Wastewater pools (more like lakes), containing the heated water used to “scrub” the bitumen containing the end product oil, have become so large that they can now be seen from space. One couldn’t help but wonder how this largest of scales activity was going to add to the severeness of climate change destruction, with the increased burning of the oil and gasoline coming from these Canadian sites. Add to this the damage being done through hydraulic fracturing (fracking), while the investments in clean, non-polluting, renewables have not been – although making gains in total new energy production – where they should be to match renewables’ absolutely excellent potential.
Besides thinking about wind, solar, geothermal, energy efficiency, and other kinds of renewables, my thoughts turned to industrial hemp, and its great potential as an energy source. I found out that Kentucky has given the go-ahead for their farmers to grow industrial hemp – from which some 30,000 or more products are made – and that a number of other states are moving in the same direction. I learned that farmers are able, through growing industrial hemp, to earn much more money per acre than other crops.
Corn farmers, corn being the main source of ethanol for gasoline, bring in around $800/acre, while the use of corn for ethanol has caused food shortages and rising food prices. Cotton farmers, who would probably go out of business when industrial hemp farming becomes approved across America, earn around $700/acre. Potato farmers: $1,400/acre. Tobacco: $3,500/acre.
Industrial hemp farmers would earn $2,100/acre for the hemp oil alone. Add per acre income from the hemp fiber, cellulose, and the pressed remains used for livestock feed (3 times as nutritious as traditional feed), and the hemp farmer earns from $4,000-5,000/acre. As an aside income, the hemp farmer can earn from electricity produced by wind and solar installations on his land. More than thirty nations around the world have grown industrial hemp for many years. And then exporting products made from hemp to America.
Industrial hemp’s potential to become a $1.5 trillion-dollar industry in America makes most Americans feel that it should certainly be approved for cultivation across the United States. The miraculous properties of hemp, including its value as an energy, food, clothing, building materials, automotive parts, paper, and medicine, among thousands of other uses, seems like an obvious “win/win”, making legalized hemp farming a “no-brainer”.

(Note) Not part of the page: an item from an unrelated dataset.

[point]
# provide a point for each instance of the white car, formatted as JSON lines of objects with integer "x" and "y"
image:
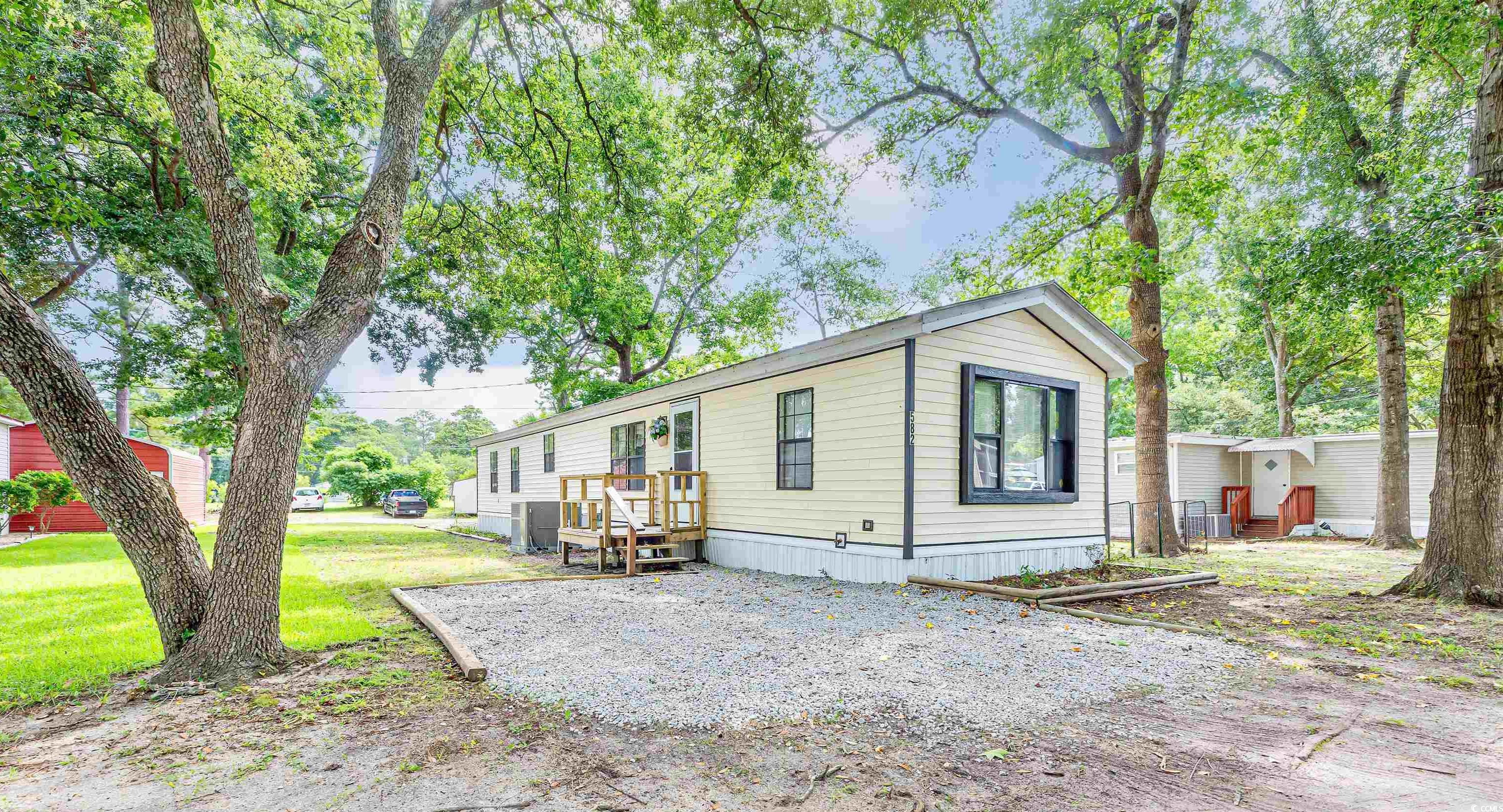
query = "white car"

Back to the big money guys again
How many in-depth reports have you seen on mainstream TV news about hemp and it thousands of uses, including as medicine? Or in-depth reports about renewable energies, or GMO food dangers, or public banking options, or single-payer national health systems, etc.? Or geo-engineering, or Wall Street corruption, or the real reasons for United States initiated wars of aggression? Or who really owns the Federal Reserve and central banks around the world? The list of unreported stories goes on and on.

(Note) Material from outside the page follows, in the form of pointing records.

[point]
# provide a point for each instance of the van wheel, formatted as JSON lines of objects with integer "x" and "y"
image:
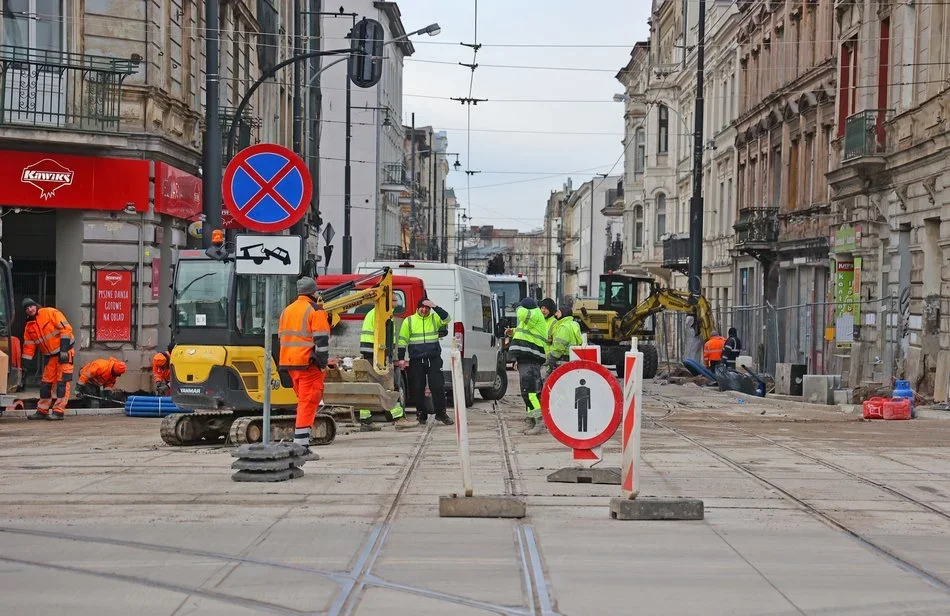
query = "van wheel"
{"x": 470, "y": 388}
{"x": 499, "y": 386}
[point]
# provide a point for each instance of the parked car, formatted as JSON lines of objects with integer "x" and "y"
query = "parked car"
{"x": 476, "y": 321}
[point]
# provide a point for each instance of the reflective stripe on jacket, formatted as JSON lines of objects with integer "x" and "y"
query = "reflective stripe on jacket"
{"x": 420, "y": 335}
{"x": 368, "y": 333}
{"x": 162, "y": 367}
{"x": 50, "y": 331}
{"x": 99, "y": 372}
{"x": 530, "y": 339}
{"x": 565, "y": 333}
{"x": 304, "y": 334}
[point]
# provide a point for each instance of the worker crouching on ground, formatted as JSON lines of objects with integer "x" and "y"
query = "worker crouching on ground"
{"x": 528, "y": 347}
{"x": 367, "y": 340}
{"x": 97, "y": 378}
{"x": 304, "y": 335}
{"x": 565, "y": 333}
{"x": 419, "y": 335}
{"x": 48, "y": 331}
{"x": 712, "y": 350}
{"x": 162, "y": 371}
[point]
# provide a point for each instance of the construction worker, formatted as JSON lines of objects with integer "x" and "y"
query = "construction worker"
{"x": 732, "y": 348}
{"x": 712, "y": 350}
{"x": 162, "y": 371}
{"x": 304, "y": 334}
{"x": 367, "y": 341}
{"x": 419, "y": 334}
{"x": 98, "y": 377}
{"x": 565, "y": 333}
{"x": 48, "y": 330}
{"x": 528, "y": 346}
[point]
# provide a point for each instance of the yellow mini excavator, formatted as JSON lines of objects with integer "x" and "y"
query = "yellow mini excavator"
{"x": 218, "y": 359}
{"x": 620, "y": 315}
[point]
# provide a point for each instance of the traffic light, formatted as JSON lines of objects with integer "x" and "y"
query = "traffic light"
{"x": 365, "y": 65}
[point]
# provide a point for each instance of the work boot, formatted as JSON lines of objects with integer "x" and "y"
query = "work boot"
{"x": 367, "y": 425}
{"x": 403, "y": 423}
{"x": 539, "y": 428}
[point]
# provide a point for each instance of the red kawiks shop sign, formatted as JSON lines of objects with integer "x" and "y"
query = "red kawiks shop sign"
{"x": 113, "y": 306}
{"x": 43, "y": 179}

Industrial hemp, although obviously a “win/win” crop, has some very wealthy opponents when it comes to legalizing its cultivation. These are the owners of corporations who have enjoyed the lion’s share of markets in their businesses of expertise. Such as oil, gas, coal, and nuclear, lumber and paper, cotton and textiles, steel, construction materials, among many others. When industrial hemp becomes legal to farm in America, each of these corporate sectors, and the people who own the corporations, will find themselves in situations where their income and profit will be falling.
The drug and pharmaceuticals companies are also concerned. Because the medicinal properties of hemp may eliminate any need for pills, chemotherapy, and a number of other products these companies make huge margins of profits on. I first heard of Rick Simpson after watching “Run From The Cure”, a documentary showing viewers his experiences in Canada where he produced hemp oil to cure people of cancer and a number of other ailments in his community. I will post the film in a subsequent post, but the following 20-minute video is an interview of Rick Simpson done recently.
Rick Simpson has no problem with doctors – he sees that they are necessary for surgeries and putting people back together after accidents, and so on. He has a big problem however, when it comes to the medical, political, and corporate blockage of people from what he firmly believes are the miraculous healing properties of essential oil from the hemp plant. After watching “Run From The Cure” and listening to Rick Simpson while being interviewed, I believe him.
To the men and women reading this, all I can ask is: “what if he is telling the truth?”